On Thursday, the Italian Coast Guard rescued African migrants who were in pneumatic boats drifting in the Mediterranean. The Italian officials also transshipped about fifty shipwrecks who had been rescued by the Italian fishing vessel Accursio Giarratano in international waters off Malta, a country that refused to receive them.
"I have ordered that no port be assigned before there is a redistribution across Europe of all migrants on board" Salvini said.
"Salvini closes ports also to the Italian Coast Guard: 135 migrants are waiting for a port. He announced that, pending replies from Europe, no port was assigned for landing migrants."
On July 23, fourteen EU countries carried out a meeting in Paris and gave their "agreement of principle" to a Franco-German initiative to create a temporary solidarity mechanism which allows the landing of rescued migrants and their subsequent distribution among EU territories. During this meeting, in which Italy did not participate, Salvini said it was "an error of form and substance".

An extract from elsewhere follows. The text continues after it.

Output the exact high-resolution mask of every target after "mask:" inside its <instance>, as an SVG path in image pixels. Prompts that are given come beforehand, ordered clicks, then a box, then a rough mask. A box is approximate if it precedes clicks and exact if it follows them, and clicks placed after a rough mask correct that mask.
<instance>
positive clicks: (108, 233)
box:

Commenting on the French President Emmanuel Macron's proposal, the far right Italian minister said that "Italy will not be your refugee camp... If he expects us to sign a document [allowing] ships arrive at Italy, he is wrong... We are not anyone's escort ladies... I do not take lessons in generosity and democracy from Macron."
Despite the “Closed Ports” policy promoted by Salvini, hundreds of African shipwreckers are still arriving in Italy.
The Office of the United Nations High Commissioner for Refugees (UNHCR) reported Thursday about the possible death of 150 migrants who were shipwrecked off the coast of Libya while trying to reach Europe.
This tragedy occurred because most rescue ships are not active due to seizure threats made by the Italian authorities.
The only operational ship is the "Ocean Viking" of SOS Mediterranée and Doctors without Borders, but has not yet reached the area, and the Open Arms ship is docked in Sicily.
On Friday, the UNHCR demanded from the European Union (EU) to resume maritime rescue operations and recognize the important role of humanitarian organizations in such tasks.
"NGOs are crucial in search and rescue operations. Their efforts should not be stigmatized or criminalized. There must also be EU rescue vessels in the Mediterranean," Charlie Yaxley, the UNHCR spokesperson said in Geneva.
"The Libya wreck shows once again how urgent our requests are to Europe and other governments to restore rescue operations and help in the suffering of thousands of refugees and migrants trapped in the Libyan conflict."
This accident happened when a wooden boat, in which about 300 Eritrean and Sudanese migrants were sailing, had engine problems and began to sink.
The Libyan Coast Guard took about 80 shipwrecks to the Tajura detention center, a site south of Tripoli which is not safe. According to reports, 50 migrants died in there after a bombing on June.
"In that center there are about 300 detainees, something that is totally unacceptable, so we ask that they be released," the UNHCR spokesman said.
According to data from the International Organization for Migration (IOM), 683 people have died so far this year on the three main routes of emigration in the Mediterranean.